When the euro was introduced, one of the main objectives was the convergence of participating member state economies. It was assumed that if a member state failed to keep up economically, it would be excluded by its more competitive peers.
This is exactly what has happened with a number of countries in Southern Europe, including Greece and Portugal. In both of these countries, productivity is too low, labour costs are too high, exports are insufficient and there are too many imports. Worse still, the public finances of these countries are in a terrible state, partly for the reasons mentioned above, but also because of a lack of ethics in public administration.
For more than a year, European politicians have striven to provide these countries, and in particular Greece, with fresh resources to finance their budget deficits. At the same time, the idea that transfers via the European Financial Stability Facility from rich Eurozone countries to their weaker peers does not constitute a long-term solution has increasingly taken hold.
A deep cut in Greek salaries is impossible
The first necessary improvement will be to reduce the cost of the products of these countries, so as to make them more attractive to buyers in more solid economies like Germany, Austria and the Netherlands (GAN). The euro is clearly an obstacle to any such initiative. If the countries in difficulty had their own currency, a simple devaluation would have this effect. However, with the euro, the only way to cut production costs is to reduce salaries.
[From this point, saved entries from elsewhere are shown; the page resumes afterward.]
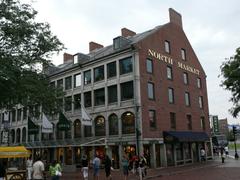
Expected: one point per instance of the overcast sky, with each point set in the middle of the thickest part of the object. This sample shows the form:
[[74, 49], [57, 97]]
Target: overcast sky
[[212, 28]]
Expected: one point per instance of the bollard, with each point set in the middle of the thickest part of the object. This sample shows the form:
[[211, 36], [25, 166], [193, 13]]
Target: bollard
[[223, 159]]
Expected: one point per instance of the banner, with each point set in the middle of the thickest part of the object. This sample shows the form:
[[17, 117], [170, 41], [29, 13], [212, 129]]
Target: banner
[[86, 120], [47, 126]]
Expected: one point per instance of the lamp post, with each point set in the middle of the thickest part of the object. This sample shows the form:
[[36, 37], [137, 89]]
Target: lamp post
[[234, 135]]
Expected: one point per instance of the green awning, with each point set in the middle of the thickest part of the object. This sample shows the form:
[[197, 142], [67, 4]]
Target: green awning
[[32, 127], [64, 124]]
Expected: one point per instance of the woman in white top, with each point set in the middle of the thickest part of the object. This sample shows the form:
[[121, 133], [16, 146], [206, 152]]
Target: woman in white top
[[29, 168]]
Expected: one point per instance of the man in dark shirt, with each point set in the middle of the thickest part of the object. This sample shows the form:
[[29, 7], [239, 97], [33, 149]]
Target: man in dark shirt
[[2, 171], [85, 167]]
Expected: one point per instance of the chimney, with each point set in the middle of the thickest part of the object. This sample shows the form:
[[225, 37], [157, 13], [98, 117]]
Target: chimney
[[93, 46], [126, 32], [67, 57], [175, 17]]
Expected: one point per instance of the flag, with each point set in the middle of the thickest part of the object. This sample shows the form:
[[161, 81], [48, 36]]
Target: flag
[[47, 126], [86, 120]]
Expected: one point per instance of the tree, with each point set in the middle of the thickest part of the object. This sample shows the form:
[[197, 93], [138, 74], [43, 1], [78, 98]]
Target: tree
[[25, 49], [230, 70]]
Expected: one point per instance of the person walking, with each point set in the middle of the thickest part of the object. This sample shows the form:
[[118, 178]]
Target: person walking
[[202, 154], [96, 167], [38, 169], [125, 164], [2, 170], [108, 166], [85, 167], [29, 164]]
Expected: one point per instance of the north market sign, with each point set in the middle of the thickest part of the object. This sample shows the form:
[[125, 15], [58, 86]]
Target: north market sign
[[169, 60]]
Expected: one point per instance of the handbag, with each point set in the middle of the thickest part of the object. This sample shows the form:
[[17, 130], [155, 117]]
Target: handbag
[[58, 173]]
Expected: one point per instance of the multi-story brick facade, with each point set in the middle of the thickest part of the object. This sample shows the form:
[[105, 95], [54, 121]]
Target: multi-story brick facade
[[146, 94]]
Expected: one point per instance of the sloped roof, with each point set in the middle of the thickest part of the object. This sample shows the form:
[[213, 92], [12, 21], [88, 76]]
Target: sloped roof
[[102, 52]]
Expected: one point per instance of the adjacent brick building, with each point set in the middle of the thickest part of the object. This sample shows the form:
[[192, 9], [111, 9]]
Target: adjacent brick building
[[146, 94]]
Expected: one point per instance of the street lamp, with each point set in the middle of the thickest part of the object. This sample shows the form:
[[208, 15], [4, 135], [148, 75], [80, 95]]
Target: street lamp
[[234, 135]]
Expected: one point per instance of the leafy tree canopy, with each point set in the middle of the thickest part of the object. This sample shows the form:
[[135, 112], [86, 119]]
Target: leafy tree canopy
[[230, 70], [25, 49]]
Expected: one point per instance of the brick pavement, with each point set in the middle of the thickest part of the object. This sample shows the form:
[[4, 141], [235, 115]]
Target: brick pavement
[[152, 173]]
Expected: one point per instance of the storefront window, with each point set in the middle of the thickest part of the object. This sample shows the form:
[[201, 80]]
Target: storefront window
[[113, 124], [179, 152], [187, 151], [128, 123], [100, 126], [77, 128]]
Let’s imagine that the Greeks accept to cut their salaries by 20 %. How is such a measure supposed to be implemented? It is relatively easy to cut civil service salaries, but that is as far as it goes. Another inconvenient aspect of this remedy is its potential to disrupt the labour market, because a cut in salaries will necessarily reduce the quality of the available workforce. And this will be counterproductive because the functioning of the Greek labour market has to be improved so that the country can successfully compete with GAN countries.
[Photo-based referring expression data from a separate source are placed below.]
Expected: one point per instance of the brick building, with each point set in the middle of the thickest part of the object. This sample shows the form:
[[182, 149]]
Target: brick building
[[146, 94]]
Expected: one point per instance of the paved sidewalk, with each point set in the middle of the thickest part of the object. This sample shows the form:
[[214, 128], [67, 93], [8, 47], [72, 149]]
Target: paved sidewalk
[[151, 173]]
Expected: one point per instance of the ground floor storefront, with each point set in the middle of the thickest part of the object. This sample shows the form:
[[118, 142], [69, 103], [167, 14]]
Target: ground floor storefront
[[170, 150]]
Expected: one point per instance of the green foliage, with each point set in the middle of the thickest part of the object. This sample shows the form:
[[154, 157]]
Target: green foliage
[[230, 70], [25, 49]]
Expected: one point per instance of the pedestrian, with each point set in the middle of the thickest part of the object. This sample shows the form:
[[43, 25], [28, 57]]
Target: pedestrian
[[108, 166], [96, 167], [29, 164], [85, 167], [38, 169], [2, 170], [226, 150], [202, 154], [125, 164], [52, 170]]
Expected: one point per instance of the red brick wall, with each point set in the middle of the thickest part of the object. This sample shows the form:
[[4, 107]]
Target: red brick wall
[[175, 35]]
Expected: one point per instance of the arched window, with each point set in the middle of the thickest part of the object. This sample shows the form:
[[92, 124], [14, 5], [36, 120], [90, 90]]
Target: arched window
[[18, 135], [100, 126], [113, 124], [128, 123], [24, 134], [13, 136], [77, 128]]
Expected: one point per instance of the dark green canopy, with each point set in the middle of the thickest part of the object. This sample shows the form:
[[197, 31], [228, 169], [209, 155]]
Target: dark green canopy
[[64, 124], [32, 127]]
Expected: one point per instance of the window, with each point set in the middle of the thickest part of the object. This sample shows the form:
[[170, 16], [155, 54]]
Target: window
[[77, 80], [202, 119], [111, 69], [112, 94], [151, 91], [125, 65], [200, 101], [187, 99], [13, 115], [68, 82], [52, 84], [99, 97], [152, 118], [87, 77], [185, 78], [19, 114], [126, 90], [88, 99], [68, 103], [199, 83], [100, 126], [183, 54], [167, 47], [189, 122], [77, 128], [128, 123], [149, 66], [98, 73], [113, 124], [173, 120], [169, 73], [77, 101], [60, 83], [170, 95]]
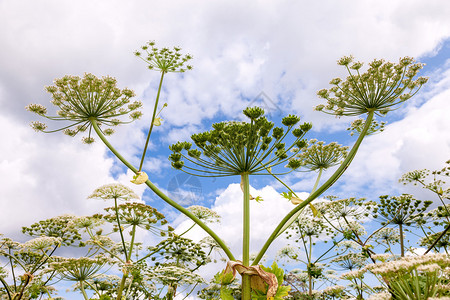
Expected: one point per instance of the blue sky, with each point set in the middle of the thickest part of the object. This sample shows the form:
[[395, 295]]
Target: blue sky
[[284, 49]]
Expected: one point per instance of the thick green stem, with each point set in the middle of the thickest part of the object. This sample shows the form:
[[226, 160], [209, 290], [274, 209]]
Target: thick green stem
[[164, 196], [246, 284], [120, 229], [402, 246], [121, 286], [310, 266], [320, 190], [317, 180], [6, 286], [153, 120], [437, 240], [133, 234], [83, 291]]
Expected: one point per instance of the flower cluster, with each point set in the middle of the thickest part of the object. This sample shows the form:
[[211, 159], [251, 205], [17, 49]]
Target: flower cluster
[[356, 127], [423, 263], [164, 60], [78, 269], [402, 209], [234, 148], [172, 274], [57, 227], [116, 191], [383, 86], [42, 243], [205, 214], [319, 155], [136, 214], [181, 250], [84, 100]]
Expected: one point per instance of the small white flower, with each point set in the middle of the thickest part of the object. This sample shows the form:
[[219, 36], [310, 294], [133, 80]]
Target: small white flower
[[140, 178]]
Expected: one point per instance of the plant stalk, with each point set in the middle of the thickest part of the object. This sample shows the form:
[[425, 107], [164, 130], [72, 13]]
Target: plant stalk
[[153, 120], [246, 284], [164, 196], [320, 190]]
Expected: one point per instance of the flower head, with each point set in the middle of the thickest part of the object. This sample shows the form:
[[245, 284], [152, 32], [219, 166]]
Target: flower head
[[84, 100], [116, 191], [205, 214], [42, 243], [356, 127], [137, 214], [234, 148], [383, 86], [164, 60], [57, 227], [78, 269], [319, 155]]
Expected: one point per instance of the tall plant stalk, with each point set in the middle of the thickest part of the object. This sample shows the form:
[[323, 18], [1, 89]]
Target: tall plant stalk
[[246, 284], [163, 196], [319, 191]]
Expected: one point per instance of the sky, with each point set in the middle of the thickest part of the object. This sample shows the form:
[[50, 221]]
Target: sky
[[277, 54]]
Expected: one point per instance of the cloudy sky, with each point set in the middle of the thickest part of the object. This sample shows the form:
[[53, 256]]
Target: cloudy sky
[[273, 53]]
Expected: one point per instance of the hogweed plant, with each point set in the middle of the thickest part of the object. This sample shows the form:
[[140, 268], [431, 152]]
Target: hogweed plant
[[248, 148]]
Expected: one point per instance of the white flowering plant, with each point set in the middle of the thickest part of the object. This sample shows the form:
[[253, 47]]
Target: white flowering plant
[[233, 148]]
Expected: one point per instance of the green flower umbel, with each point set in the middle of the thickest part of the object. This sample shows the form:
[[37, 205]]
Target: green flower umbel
[[83, 100], [234, 148], [164, 60], [383, 86]]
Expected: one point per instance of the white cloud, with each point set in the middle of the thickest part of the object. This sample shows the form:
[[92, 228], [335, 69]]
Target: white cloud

‘Seuro’ countries would benefit from reduced debt
At the end of the day, the solution is to dismantle the Eurozone. Instead of the euro, we should have three currencies: the neuro, the meuro and the seuro. The seuro would be introduced in countries like Greece and Portugal and the neuro in the GAN countries and other similar economies. The meuro would be introduced in countries that have yet to prove that they are really able to belong to the euro: for example, Ireland, France and Spain. Membership of the seuro would be voluntary, and the incentive for countries which adopt it would be that their public debt would be partially reduced. Membership of the neuro would be conditional on the observance of strict rules governing the administration of public spending, labour markets and payment balances.
Will the breakup of the euro trigger “the mother of all financial crises,” as the American economist Barry Eichengreen and a multitude of mostly left-wing Dutch politicians would have us believe? The crisis will be triggered, they say, because account holders fearful of seeing their euros transformed into seuros, which would be worth less, would rush to the bank to withdraw their deposits. So we would have a run on the banks, and a banking crisis would inevitably follow.
Van Rompuy is Sarkozy’s and Merkel’s spokesman
To avoid such a crisis, EU President Herman Van Rompuy, will have to organise a secret meeting of the European Council next Friday. On Friday night, limits will be imposed on the movement of capital between Eurozone countries and an agreement will be negotiated on the division of the Eurozone into three new zones. On Saturday morning, the ECB will begin to print neuros, meuros and seuros and on Sunday morning a fleet of armored trucks will leave to distribute the new banknotes to cash machines in time for Monday morning…
But I must be dreaming, because the EU does not really have a president. Herman Van Rompuy is simply a spokesman for Merkel and Sarkozy, and they are both determined to keep the euro family together, no matter what the cost. So the on-running nightmare of having to take Euro crisis management decisions in the framework of the EU is set to continue.